The graph of the polynomial is shown below:
(A)explain why, of the four roots of the equation f(x)=o, two are real
and two are complex
I found I am a little bit messy with the concepts…..when f(x)=0, the two real roots are 2 and -4, how can I find the complex roots from the graph??
(B)The curve passes though the point (-1,-18). Find f(x) in the form
(x)=(x-a)(x-b)(x^2+cx+d), were a, b, c, d belongs to Z
This question is simple, I put in 2,-4, and -32 to be a,b,c, and then plug in (-1,-18), and found that c=-33
(C)Find the two complex roots of the equation f(x)=0 in Cartesian form
(D)express each of the four roots of the equation in the Euler’s form
Again, I know Cartesian form and euler’s form,but how can I find the complex roots?
Hope someone can help me ! Thanks!!
Best Answer
There's no easy answer to this question that I'm aware of.

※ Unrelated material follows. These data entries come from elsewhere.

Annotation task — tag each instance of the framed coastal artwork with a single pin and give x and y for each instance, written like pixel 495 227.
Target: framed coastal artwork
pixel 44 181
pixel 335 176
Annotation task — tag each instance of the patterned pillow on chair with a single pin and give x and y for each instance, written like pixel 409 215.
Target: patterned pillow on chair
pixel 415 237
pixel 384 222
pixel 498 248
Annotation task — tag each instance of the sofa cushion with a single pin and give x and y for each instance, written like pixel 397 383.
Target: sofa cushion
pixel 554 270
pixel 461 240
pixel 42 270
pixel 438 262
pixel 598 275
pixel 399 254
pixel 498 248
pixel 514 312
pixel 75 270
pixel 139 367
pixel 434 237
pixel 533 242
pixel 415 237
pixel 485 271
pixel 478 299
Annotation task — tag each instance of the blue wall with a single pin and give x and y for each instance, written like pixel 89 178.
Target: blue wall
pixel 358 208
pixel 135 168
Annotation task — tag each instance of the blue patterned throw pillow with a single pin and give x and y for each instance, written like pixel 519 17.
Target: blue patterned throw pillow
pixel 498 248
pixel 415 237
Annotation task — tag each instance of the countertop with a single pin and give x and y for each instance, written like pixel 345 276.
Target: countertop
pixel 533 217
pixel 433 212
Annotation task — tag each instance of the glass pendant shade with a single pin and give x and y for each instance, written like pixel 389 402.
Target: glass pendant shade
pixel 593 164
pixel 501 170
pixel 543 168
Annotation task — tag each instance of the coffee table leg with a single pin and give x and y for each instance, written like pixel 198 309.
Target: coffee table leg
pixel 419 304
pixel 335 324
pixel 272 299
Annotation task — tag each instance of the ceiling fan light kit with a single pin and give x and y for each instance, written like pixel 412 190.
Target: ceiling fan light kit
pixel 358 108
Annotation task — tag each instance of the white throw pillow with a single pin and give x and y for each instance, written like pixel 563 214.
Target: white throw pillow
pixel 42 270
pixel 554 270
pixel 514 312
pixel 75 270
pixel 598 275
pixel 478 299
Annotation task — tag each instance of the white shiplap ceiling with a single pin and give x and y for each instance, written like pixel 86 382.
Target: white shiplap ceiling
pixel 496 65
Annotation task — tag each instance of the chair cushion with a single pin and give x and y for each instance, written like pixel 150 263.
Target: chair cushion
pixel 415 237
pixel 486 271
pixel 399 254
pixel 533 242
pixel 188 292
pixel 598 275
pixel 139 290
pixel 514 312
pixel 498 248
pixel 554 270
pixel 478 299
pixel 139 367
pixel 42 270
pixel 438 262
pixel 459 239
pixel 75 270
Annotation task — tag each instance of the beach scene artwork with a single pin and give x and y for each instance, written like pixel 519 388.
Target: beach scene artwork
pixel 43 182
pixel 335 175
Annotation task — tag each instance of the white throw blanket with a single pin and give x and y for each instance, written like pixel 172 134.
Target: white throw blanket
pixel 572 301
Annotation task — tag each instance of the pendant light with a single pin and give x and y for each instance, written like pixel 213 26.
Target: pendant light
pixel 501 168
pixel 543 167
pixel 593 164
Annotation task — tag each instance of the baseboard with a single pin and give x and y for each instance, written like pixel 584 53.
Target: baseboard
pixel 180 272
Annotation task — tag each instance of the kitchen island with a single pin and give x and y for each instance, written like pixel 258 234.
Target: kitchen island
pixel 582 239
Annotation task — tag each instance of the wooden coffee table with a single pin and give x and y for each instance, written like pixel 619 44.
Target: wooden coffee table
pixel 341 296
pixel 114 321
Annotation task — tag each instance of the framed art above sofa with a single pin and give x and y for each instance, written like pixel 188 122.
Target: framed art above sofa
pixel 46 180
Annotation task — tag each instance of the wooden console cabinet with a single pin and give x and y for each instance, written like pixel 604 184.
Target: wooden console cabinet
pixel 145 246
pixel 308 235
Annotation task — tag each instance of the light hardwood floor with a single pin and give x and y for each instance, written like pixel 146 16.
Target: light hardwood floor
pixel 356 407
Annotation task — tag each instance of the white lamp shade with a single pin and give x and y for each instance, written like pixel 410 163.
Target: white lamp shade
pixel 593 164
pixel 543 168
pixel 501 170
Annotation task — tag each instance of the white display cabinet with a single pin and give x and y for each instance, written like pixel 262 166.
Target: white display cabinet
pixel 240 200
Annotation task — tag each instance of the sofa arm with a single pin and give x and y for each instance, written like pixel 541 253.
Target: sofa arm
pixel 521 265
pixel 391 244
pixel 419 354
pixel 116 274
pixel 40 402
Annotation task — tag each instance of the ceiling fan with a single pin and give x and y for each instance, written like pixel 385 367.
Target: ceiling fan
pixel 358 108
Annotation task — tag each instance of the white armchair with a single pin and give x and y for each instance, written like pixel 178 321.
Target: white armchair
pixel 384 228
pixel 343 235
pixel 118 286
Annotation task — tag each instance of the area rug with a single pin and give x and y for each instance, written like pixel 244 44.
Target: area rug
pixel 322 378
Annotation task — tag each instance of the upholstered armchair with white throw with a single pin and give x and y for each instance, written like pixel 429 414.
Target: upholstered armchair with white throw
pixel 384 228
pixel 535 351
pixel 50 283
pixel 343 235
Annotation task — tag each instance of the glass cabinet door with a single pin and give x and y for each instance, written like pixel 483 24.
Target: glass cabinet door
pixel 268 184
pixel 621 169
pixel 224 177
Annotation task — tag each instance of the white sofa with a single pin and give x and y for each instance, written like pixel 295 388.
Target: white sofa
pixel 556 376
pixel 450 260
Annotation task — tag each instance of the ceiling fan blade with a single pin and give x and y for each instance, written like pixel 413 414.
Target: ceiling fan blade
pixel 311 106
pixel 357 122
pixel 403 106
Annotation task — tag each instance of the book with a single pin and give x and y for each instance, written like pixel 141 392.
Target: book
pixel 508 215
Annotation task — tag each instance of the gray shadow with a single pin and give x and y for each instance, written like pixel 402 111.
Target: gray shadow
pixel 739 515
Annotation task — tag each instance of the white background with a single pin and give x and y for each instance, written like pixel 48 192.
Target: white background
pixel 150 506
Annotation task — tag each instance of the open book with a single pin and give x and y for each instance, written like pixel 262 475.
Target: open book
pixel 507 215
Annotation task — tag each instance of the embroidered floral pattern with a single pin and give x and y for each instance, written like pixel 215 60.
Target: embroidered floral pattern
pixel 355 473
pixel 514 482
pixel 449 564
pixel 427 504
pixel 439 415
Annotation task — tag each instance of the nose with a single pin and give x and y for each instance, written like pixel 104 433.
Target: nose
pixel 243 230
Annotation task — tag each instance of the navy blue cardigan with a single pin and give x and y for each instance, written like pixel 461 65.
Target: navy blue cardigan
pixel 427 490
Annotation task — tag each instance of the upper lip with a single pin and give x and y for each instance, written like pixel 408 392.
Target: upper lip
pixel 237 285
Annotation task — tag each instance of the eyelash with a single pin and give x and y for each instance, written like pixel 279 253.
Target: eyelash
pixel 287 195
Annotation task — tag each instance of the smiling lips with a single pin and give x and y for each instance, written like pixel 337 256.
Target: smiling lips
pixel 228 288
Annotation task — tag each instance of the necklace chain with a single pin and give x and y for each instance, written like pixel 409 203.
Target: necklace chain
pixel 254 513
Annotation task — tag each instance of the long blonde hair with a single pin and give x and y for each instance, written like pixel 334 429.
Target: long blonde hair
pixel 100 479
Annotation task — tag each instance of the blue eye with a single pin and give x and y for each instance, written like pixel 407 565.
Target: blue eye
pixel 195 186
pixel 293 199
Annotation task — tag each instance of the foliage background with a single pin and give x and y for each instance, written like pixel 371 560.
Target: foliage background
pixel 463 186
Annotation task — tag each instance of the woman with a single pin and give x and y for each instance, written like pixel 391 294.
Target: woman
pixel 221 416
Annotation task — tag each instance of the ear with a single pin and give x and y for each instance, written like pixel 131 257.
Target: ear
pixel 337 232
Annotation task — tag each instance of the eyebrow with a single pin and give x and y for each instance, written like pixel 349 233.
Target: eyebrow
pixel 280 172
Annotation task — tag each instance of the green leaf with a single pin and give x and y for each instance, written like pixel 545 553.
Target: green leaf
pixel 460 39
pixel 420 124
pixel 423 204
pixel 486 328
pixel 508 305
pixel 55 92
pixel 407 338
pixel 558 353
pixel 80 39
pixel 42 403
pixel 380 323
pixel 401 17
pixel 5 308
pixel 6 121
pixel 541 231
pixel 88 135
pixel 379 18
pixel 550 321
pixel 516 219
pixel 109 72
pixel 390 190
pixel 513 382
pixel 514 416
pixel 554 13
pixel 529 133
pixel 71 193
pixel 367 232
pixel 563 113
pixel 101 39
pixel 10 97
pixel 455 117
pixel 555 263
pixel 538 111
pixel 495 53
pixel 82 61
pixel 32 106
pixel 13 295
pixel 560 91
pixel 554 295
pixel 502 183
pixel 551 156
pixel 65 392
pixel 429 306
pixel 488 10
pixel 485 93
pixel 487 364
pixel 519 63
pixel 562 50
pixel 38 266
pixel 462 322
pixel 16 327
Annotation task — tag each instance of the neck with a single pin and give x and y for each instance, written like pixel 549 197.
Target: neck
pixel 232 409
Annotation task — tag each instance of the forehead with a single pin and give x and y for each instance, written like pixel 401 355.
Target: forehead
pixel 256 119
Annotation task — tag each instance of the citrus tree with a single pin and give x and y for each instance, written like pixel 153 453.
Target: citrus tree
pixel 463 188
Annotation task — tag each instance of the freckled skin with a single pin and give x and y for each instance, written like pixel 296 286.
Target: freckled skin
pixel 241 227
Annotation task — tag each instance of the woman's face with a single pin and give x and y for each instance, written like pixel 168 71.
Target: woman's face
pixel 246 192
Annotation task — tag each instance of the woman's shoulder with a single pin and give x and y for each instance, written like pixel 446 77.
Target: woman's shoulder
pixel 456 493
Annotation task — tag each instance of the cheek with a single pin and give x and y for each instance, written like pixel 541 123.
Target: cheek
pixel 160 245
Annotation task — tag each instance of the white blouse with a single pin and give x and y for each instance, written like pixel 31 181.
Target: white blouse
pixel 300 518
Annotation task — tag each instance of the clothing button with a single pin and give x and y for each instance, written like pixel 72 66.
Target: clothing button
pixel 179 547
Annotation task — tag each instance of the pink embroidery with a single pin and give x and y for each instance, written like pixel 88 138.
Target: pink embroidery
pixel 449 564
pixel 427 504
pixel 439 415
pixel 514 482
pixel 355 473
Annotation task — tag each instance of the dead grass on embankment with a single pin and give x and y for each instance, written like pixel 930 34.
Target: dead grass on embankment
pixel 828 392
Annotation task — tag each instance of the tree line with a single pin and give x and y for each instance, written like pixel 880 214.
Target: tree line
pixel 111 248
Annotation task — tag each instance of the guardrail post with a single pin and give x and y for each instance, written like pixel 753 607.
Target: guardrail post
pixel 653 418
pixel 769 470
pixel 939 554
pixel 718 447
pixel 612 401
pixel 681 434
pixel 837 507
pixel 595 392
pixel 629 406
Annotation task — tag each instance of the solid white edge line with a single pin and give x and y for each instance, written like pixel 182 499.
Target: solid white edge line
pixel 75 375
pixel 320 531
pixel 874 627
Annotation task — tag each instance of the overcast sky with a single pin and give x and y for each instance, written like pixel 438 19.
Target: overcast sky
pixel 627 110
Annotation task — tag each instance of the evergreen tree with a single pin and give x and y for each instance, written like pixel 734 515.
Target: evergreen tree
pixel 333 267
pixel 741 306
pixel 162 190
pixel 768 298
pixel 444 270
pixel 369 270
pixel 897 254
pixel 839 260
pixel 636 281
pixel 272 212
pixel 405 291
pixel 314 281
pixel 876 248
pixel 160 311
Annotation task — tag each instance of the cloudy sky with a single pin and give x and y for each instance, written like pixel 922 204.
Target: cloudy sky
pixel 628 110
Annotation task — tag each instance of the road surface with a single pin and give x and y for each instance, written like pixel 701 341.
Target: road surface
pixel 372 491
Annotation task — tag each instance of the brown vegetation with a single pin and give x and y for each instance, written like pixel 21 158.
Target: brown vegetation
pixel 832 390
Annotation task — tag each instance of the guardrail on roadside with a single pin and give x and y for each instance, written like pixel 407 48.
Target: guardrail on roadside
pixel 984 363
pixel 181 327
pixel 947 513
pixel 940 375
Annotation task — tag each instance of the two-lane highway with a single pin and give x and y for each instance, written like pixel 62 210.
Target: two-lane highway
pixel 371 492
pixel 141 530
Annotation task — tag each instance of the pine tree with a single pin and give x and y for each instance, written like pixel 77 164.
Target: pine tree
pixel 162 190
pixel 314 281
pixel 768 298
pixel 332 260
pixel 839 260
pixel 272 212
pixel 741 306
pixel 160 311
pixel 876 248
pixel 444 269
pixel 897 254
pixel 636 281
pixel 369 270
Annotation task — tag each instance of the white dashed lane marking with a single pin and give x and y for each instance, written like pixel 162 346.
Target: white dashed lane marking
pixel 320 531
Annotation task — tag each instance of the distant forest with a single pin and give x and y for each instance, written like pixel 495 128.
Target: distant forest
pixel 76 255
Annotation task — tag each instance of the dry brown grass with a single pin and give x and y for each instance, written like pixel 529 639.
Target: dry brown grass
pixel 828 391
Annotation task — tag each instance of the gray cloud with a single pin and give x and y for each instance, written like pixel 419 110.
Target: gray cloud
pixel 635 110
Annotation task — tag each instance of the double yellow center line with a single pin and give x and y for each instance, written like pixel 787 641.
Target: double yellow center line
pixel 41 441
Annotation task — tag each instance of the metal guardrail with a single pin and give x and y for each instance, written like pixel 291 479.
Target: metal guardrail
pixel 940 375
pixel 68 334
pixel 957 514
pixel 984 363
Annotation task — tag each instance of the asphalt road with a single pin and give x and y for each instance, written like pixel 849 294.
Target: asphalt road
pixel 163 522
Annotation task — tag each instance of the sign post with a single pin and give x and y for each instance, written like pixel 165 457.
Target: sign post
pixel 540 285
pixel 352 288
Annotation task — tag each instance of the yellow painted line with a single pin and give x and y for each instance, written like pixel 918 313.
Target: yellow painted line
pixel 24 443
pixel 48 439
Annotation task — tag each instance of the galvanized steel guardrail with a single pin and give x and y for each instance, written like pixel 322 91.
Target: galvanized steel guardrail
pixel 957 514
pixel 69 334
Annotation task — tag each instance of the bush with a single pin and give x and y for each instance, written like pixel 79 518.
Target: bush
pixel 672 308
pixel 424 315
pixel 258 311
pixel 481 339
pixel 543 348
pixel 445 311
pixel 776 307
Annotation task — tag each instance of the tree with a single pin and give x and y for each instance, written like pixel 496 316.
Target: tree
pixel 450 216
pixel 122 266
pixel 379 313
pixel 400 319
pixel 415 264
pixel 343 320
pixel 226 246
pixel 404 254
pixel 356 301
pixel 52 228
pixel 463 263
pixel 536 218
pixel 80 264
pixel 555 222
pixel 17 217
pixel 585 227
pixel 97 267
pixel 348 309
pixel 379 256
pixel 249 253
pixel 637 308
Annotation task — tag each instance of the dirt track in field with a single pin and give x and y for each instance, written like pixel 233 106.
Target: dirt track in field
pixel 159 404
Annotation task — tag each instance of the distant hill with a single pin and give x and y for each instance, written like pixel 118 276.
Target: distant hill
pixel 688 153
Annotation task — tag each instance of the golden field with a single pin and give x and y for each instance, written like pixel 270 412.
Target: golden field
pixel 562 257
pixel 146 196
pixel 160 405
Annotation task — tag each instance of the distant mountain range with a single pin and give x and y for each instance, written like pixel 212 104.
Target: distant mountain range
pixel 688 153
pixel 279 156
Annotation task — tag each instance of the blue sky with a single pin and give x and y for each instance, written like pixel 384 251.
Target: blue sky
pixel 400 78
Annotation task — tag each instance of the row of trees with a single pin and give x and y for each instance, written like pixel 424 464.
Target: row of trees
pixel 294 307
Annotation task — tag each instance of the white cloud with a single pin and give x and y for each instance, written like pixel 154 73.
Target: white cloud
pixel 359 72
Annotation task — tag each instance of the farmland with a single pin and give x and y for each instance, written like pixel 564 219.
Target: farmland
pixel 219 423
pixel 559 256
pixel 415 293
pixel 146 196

But fortunately that's not what you were asked. You were just asked to show that two are real and two are complex. You see the real ones with your eyes, and the other two must be complex. The fundamental theorem of algebra says there must be four, up to multiplicity, and since complex roots come in conjugate pairs, you know they are distinct, so there are two different ones.
That's not what I found. Also you didn't mention $d.$
Once you have found $c$ and $d$, the complex roots will just be the roots of $x^2+cx+d,$ since the two real roots are already factored out. You can find the roots with the quadratic formula.